Seminary ruined my ministry. By this I do not mean what we tired old priests often mean by this statement. I am referring here very specifically to the understanding of Holy Baptism that was beat into my head. Actually, it wasn’t beat into my head at all. I drank it in and embraced it in the heart. I was taught and have ever since believed that Baptism is the foundational sacrament of the Church and therefore must be attended to by as much prayer and catechetical preparation as is possible. The key influences here were my liturgics professor, Fr Louis Weil; the Lutheran theologian, Robert W. Jenson; but most especially the writings of the Catholic liturgist, Fr Aidan Kavanagh. Later on William Willimon and Stanley Hauerwas would come along to reinforce what I had already learned, that we no longer live in a Christian culture and therefore can no longer rely on the culture to transmit to our children the beliefs, values, and practices of Christian faith. The Church must become what it once was–a disciplined community.
Ecclesial discipline begins with the sacrament of Holy Baptism, the gateway into the community of faith. If we do not practice discipline at this point, we cannot effectively foster discipline later down the road. Baptism is not a right.

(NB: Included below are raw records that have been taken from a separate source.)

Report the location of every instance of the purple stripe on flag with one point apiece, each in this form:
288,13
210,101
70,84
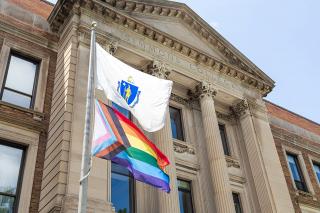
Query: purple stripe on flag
143,177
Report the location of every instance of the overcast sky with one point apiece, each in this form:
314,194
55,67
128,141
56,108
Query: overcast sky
282,37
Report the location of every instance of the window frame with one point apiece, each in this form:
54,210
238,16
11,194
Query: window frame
240,200
188,191
313,163
36,77
298,165
226,139
181,121
21,172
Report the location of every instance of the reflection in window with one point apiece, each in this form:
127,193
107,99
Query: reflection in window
296,172
176,124
10,176
316,168
224,139
237,202
122,189
19,85
185,196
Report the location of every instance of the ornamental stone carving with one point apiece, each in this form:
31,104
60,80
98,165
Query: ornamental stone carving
203,89
179,148
240,108
112,47
159,69
179,99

It is a privilege and gift that the Church is authorized to administer under very specific conditions.
I remember years ago hearing an apocryphal story of Catholic missionaries to Indonesia who would beat drums and make a lot of noise in a village, so that its inhabitants would come out of their huts to see what was going on–at which point they would be met by the missionaries, water buckets in hand: “Ego te baptizo …”
When may the Church baptize? The Scriptures are clear. The Church may baptize an individual when that individual has responded to the gospel in faith and repentance. The Church does not baptize everyone indiscriminately. Faith and conversion are necessary conditions. In the second and third centuries, we see the Church developing a catechumenal process to prepare adult converts for baptism. This process would often last one to three years, concluding with examination by the bishop and sacramental initiation at the Great Vigil of Easter. Kavanagh describes this catechumenal process not so much as intellectual instruction but as “conversion therapy.” He notes that the early Church was not interested in indiscriminately baptizing the multitudes. It wanted to make Christians.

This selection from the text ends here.